Few works on the spiritual life have influenced me more than St. John of the Cross’ Living Flame of Love. One thing that draws my attention is the detailed reproaches directed at spiritual guides who harm the souls that are entrusted to them.[1] The Flame’s an indispensable text in the abuse crisis. But there’s also something else remarkable about it. Consider the second stanza of the poem:
O sweet cautery,
O delightful wound!
O gentle hand! O delicate touch
that tastes of eternal life
and pays every debt!
In killing you changed death to life.[2]
This is a poem—and a corresponding prose commentary—about the divine touch. It’s a way of expositing spiritual experience with images and concepts that are tactile in origin, not, e.g., visual or auditory. In the grand scheme of things, this option isn’t particularly common, and the consequences are nothing to be scoffed at.
As Pope Leo recently said, we need to “constantly examine our spirituality and the ways in which we express our faith, in order to ensure that they are truly incarnate.”[3] That, someone else has pointed out to me, is what I have been trying to do since relaunching this blog. And—if we have to point out my own modus operandi so brazenly and immodestly—one of my pet projects has been to bring to light again that our relationship to God, to Christian prayer, and especially to contemplation needs a phenomenology of touch. I’ve addressed this when I’ve spoken of Pope Francis’ claim that touch is the most religious sense and when delving into the divine touch according to Bl. John of Ruusbroec. John of the Cross can contribute to this ongoing project, too.
Four images: cautery, wound, hand, touch
John’s official explanation of the second stanza of the Living Flame is simple: “The cautery is the Holy Spirit, the hand is the Father, and the touch is the Son” (Flame 2.1).[4] That is to say, each of these tactile images refers to God. It is God who is doing the cauterizing, the wounding, and the touching. The Trinity as a whole is implicated. The work, in fact, is very intimate to the nature of God. It is, so to speak, the deification of the human subject who is being cauterized, wounded, and touched.
The touch in question transpires at the deepest centre of the soul, which John calls its “substance.” It is not a physical touch, and it is not felt in a determinedly corporal way. At the ground where we are most alone with God, God is present. As if just on the other side of the veil, a breath blows. But it’s fiery. It burns like a cautery.
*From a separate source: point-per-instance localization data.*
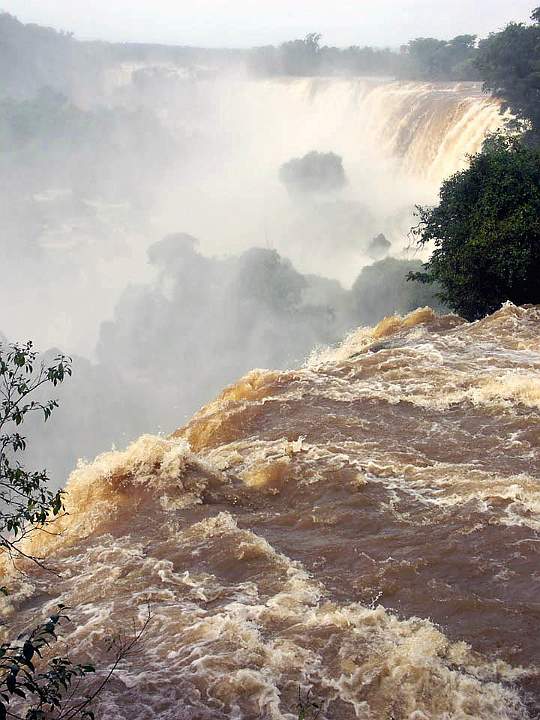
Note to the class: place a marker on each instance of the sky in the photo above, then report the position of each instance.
(244, 23)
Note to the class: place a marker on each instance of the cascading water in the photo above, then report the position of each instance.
(398, 142)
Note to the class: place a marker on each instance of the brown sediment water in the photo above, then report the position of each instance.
(365, 526)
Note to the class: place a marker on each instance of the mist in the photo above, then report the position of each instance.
(175, 217)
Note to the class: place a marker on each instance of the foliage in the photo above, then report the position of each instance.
(42, 690)
(421, 59)
(25, 500)
(486, 231)
(431, 59)
(382, 289)
(34, 687)
(509, 64)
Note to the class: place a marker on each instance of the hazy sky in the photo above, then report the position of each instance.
(244, 23)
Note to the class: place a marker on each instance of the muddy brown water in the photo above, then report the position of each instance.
(364, 528)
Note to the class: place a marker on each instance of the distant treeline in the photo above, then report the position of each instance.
(420, 59)
(32, 57)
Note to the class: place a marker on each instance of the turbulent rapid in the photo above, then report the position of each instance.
(364, 527)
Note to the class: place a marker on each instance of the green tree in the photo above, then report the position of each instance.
(25, 500)
(34, 684)
(382, 289)
(485, 231)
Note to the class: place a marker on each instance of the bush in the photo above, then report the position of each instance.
(382, 289)
(486, 231)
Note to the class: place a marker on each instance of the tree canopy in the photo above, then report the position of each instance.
(509, 64)
(486, 231)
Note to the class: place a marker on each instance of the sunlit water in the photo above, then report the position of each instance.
(366, 526)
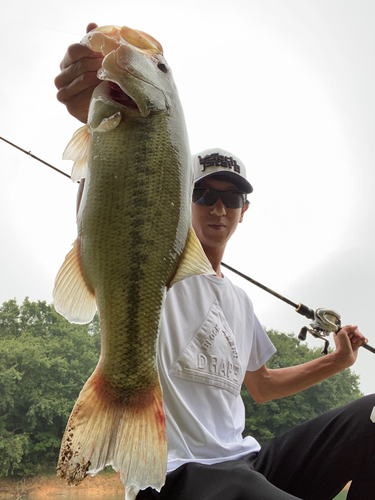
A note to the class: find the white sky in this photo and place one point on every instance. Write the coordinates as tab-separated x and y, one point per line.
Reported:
287	85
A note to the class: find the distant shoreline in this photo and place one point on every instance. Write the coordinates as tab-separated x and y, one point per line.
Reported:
44	487
107	484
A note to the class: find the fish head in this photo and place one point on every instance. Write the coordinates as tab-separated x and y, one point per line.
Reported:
134	65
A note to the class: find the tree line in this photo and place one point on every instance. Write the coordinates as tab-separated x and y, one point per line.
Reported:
45	361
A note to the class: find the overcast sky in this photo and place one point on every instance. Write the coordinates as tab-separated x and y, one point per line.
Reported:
287	85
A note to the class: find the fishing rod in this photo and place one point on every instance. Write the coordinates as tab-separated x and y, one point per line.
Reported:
324	322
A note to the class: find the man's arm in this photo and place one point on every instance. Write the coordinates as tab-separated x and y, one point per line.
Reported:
77	79
265	385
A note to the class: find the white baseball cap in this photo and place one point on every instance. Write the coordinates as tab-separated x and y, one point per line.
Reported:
221	163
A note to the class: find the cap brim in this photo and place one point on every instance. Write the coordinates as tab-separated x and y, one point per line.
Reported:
242	184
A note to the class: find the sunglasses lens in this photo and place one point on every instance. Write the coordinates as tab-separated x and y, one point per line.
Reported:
208	197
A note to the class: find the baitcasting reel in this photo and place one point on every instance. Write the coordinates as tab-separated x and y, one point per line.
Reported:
325	322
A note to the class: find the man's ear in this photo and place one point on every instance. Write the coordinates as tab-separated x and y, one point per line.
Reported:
244	208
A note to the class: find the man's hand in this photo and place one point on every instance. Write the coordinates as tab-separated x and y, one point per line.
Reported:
78	79
348	340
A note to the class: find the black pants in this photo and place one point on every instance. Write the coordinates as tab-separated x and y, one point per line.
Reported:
312	461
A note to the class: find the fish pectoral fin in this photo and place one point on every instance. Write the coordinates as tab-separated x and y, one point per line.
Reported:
77	150
193	261
104	429
71	295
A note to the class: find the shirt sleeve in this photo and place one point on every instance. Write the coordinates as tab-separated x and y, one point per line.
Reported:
262	348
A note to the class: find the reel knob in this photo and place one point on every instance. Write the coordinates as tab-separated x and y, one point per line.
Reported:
303	333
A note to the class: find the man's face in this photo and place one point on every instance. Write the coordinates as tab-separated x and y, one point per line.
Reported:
215	225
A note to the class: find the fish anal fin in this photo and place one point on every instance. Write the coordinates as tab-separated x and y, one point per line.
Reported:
105	431
71	296
193	261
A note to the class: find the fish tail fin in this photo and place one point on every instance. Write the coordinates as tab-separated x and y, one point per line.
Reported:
103	431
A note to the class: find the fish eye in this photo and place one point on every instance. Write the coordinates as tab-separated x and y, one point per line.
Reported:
163	67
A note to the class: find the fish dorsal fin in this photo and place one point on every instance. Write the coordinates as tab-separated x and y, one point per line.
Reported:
77	150
71	295
193	261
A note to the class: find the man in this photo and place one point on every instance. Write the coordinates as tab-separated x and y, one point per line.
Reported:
211	342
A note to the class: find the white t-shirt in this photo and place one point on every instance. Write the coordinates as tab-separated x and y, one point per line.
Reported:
209	338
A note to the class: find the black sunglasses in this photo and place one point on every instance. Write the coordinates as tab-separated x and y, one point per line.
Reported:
208	197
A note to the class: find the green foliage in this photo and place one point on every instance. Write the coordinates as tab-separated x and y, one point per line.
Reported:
275	417
44	363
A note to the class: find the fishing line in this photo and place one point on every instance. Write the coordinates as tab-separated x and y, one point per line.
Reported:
35	157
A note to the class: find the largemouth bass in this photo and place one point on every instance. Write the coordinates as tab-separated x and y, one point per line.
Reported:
134	241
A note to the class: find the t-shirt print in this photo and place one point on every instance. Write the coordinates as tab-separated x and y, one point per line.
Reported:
211	356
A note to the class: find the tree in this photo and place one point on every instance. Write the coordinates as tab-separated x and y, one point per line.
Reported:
275	417
44	363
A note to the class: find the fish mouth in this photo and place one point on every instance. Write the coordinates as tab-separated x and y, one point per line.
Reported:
116	94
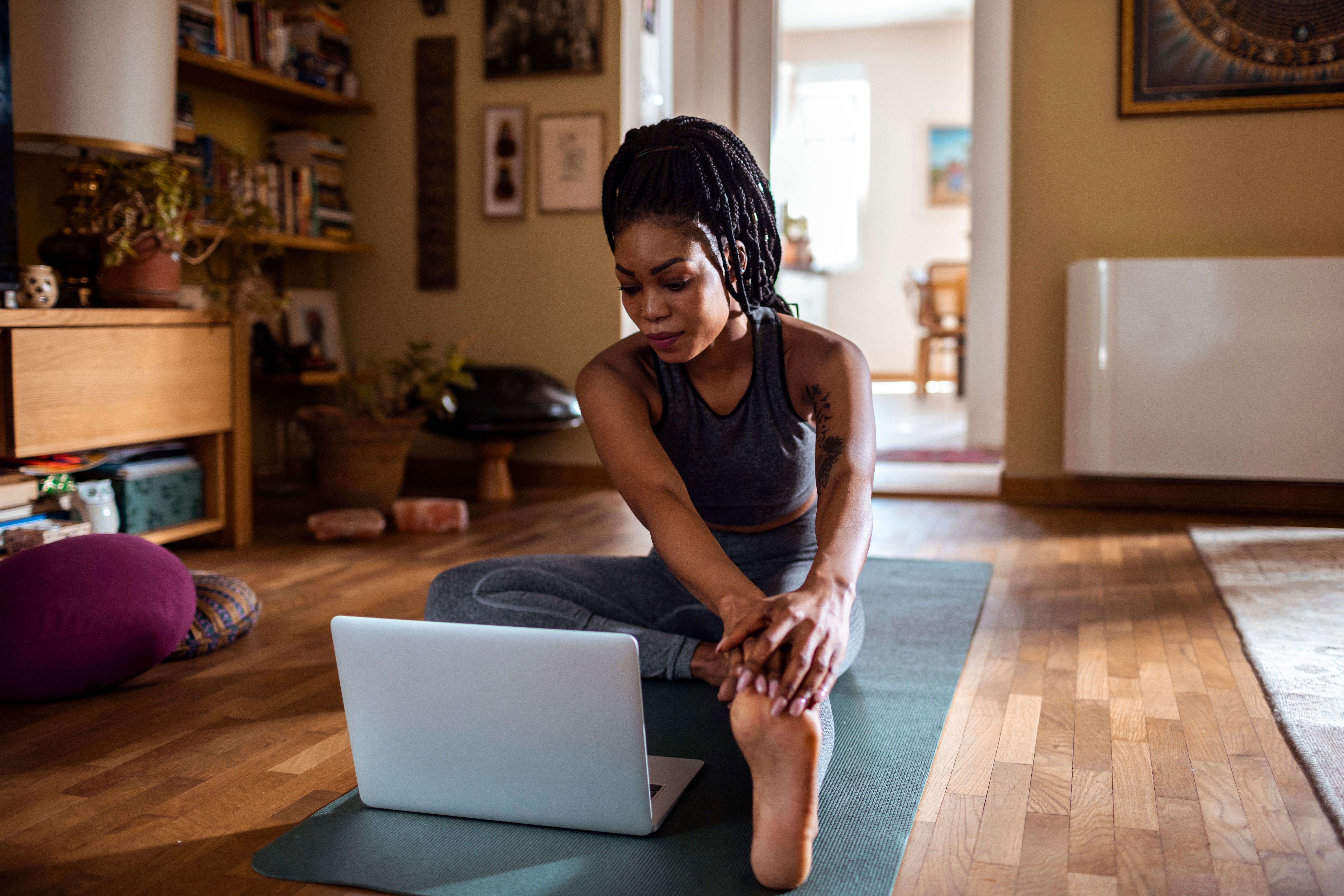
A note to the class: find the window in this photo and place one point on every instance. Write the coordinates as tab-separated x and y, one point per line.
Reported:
823	158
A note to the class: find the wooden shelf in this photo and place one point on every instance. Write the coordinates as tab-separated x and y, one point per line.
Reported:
105	318
247	81
291	241
302	378
182	531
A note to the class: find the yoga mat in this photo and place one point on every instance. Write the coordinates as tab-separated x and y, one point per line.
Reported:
889	712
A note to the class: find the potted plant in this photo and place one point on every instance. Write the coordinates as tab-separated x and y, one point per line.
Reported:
150	216
361	446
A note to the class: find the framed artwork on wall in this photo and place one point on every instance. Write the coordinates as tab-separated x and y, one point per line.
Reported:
1230	56
506	167
542	37
314	320
570	162
949	166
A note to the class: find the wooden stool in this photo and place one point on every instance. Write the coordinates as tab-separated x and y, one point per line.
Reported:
494	481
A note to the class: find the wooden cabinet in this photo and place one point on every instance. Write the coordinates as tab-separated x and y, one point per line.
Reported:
97	378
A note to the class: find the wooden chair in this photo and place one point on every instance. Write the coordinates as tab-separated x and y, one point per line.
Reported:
943	315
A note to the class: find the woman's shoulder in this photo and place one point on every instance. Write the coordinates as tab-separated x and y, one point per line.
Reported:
628	362
808	346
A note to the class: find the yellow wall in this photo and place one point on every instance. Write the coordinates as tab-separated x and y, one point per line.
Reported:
537	291
1087	185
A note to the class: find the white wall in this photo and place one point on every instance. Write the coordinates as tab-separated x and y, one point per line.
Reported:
921	77
987	304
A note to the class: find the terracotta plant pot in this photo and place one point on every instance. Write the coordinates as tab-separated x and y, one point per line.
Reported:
362	465
152	279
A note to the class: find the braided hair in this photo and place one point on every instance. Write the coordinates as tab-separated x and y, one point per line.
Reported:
691	171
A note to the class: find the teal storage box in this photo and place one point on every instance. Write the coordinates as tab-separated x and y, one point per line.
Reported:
155	502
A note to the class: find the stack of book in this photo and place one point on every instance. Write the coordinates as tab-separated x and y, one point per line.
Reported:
312	177
29	519
304	39
245	181
197	26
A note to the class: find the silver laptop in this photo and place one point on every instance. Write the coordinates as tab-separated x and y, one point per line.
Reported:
527	726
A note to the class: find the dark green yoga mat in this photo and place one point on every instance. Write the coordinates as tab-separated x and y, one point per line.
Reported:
889	712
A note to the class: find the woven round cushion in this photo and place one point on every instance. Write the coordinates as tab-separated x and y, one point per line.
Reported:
226	610
81	616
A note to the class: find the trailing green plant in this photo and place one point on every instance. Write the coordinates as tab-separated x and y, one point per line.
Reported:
165	199
155	198
417	382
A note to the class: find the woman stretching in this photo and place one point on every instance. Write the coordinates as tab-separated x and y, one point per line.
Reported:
744	440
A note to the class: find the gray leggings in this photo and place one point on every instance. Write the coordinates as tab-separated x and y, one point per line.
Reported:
632	596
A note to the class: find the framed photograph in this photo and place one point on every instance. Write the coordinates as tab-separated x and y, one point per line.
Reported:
542	37
949	166
314	320
506	167
570	162
1229	56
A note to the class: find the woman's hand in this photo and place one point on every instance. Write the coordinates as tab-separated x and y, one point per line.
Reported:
808	628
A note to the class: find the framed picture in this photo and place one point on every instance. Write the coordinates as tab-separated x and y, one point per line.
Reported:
949	166
542	37
314	320
570	162
1229	56
506	167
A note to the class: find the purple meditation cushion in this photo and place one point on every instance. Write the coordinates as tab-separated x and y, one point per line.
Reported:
85	615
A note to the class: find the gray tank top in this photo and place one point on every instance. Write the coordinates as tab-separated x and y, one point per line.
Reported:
755	464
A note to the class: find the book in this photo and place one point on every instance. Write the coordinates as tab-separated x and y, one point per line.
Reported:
197	29
335	216
45	533
17	512
18	492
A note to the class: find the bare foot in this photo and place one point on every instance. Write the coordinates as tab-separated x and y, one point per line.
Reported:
709	665
783	753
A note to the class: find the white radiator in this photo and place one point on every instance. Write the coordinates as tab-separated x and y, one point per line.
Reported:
1206	367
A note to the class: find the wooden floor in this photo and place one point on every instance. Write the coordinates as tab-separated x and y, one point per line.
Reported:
1108	735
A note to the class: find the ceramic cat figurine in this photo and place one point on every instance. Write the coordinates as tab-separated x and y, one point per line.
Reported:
96	504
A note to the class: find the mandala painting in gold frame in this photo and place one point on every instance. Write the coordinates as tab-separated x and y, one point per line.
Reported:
1230	56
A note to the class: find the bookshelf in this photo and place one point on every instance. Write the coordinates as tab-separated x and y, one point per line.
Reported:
249	82
294	241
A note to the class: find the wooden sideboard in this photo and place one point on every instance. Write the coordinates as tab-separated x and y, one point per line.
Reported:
74	379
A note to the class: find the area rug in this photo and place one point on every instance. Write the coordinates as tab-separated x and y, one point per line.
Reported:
940	456
890	709
1285	592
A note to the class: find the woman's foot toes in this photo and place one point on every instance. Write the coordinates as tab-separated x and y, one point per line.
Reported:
783	753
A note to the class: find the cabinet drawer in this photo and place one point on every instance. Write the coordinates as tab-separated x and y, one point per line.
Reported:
88	387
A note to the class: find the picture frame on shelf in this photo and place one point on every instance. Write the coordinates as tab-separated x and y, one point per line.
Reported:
1178	57
949	166
542	37
505	179
314	319
570	160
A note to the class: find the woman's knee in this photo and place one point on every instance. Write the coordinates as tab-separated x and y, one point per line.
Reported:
451	593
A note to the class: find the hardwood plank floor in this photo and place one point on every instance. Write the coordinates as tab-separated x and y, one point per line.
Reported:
1107	737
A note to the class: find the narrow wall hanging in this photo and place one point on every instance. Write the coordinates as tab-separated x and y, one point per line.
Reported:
436	163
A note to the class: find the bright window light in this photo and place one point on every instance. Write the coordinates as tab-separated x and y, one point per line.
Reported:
825	158
908	387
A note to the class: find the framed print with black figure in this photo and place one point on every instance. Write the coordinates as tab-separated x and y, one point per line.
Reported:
506	164
1230	56
570	162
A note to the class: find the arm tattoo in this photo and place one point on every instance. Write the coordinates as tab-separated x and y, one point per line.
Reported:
828	446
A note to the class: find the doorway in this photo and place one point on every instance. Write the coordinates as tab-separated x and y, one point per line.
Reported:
872	167
862	117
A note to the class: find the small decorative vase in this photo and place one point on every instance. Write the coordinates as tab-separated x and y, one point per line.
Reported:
38	287
96	506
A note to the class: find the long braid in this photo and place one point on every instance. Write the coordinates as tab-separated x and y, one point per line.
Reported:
690	170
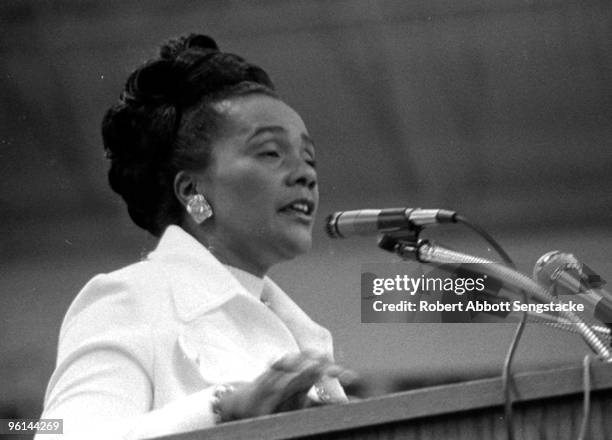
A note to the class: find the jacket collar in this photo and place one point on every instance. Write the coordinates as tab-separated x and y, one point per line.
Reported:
199	281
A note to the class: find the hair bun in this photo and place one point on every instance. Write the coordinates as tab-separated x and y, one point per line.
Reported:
174	48
155	83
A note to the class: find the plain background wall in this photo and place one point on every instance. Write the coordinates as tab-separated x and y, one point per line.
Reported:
500	110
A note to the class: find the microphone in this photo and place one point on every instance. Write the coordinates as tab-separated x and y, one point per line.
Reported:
344	224
573	277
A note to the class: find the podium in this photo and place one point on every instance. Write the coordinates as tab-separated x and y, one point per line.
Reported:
547	405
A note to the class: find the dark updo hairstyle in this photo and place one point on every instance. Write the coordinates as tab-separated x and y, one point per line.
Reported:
165	120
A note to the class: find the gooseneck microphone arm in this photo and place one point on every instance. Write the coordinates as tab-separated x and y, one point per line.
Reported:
426	252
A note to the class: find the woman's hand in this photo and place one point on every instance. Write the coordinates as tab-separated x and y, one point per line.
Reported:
283	387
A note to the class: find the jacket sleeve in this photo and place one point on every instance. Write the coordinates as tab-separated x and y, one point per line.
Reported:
102	385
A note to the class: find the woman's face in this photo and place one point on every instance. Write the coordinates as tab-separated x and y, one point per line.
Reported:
261	184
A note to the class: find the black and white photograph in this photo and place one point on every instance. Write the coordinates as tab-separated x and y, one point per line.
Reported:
345	219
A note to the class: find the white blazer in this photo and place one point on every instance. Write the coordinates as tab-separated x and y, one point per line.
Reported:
141	349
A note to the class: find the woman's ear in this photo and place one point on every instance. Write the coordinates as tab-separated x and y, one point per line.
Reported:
185	186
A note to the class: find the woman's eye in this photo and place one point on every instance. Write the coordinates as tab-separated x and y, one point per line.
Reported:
270	153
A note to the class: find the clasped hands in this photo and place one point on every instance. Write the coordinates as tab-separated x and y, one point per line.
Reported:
282	387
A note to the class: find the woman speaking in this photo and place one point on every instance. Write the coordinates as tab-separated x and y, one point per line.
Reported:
211	161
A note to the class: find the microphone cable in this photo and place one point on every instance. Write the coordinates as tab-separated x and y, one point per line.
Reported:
518	332
507	373
489	239
586	402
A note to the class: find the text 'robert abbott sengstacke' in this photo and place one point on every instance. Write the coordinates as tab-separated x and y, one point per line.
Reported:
406	293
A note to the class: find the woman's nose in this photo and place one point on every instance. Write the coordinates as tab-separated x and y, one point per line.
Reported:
303	173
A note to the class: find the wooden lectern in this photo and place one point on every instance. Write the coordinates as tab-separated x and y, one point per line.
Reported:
548	405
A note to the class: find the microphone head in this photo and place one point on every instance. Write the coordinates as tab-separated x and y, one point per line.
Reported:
552	264
331	225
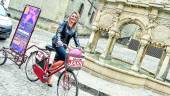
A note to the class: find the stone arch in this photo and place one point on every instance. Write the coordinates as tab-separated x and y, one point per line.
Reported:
125	24
130	20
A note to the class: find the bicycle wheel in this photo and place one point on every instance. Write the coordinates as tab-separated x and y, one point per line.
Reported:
29	68
3	57
67	84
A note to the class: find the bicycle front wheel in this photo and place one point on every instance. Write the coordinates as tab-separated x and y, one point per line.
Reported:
3	56
29	68
67	84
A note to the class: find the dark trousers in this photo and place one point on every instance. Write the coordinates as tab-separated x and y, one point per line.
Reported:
60	53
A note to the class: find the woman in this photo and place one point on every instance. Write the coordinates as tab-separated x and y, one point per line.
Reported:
65	32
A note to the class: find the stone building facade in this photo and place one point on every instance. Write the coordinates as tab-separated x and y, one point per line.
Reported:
149	20
55	11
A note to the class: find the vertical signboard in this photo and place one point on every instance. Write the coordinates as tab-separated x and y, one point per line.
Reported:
25	29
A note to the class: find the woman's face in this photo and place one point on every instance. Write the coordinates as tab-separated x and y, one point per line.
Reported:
73	18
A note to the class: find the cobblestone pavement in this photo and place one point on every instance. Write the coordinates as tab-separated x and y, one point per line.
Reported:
14	82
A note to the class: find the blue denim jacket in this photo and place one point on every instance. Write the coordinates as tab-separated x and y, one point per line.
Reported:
64	34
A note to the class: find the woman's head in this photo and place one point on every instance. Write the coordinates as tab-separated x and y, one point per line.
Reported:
73	19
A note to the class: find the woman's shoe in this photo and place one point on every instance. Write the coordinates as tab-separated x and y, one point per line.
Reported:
50	85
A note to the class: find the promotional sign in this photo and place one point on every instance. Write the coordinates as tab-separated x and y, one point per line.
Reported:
25	29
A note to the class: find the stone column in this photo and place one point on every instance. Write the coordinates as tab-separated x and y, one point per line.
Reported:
141	52
94	37
110	44
165	67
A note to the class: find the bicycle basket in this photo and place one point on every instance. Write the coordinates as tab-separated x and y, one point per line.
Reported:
40	58
75	59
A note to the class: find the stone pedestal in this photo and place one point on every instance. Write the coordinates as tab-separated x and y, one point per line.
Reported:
110	44
141	52
94	37
165	66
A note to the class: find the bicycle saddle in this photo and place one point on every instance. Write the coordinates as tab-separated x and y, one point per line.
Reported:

Like a brand wielded by a medicine-worker, it heals, too. Its contact is as immediate as possible:
O, then again, repeatedly delicate touch, so much stronger and mightier the more you are delicate, since you detach and withdraw the soul from all the other touches of created things by the might of your delicacy and reserve it for and unite it to you yourself alone, so mild an effect do you leave in the soul, that every other touch of all things both high and low seems coarse and spurious. (Flame 2.18)[5]
Characteristically in the Living Flame, the author is thinking of the final stages of purification and union with God, and this paragraph is no exception. From this standpoint, the human person comes to find the phenomenology of spiritual touch incredibly, almost unbearably, but somehow gently, strong; the phenomenology of physical touch, in contrast, seems so rough and unnecessary—or, put another way, it is something, but it is not God and cannot compare with God. The soul intuits that the bodily analogue for its intimate understanding is tactile. Accordingly, the original tactile sensations of the body pale in comparison to that burning touch from the other side of the veil.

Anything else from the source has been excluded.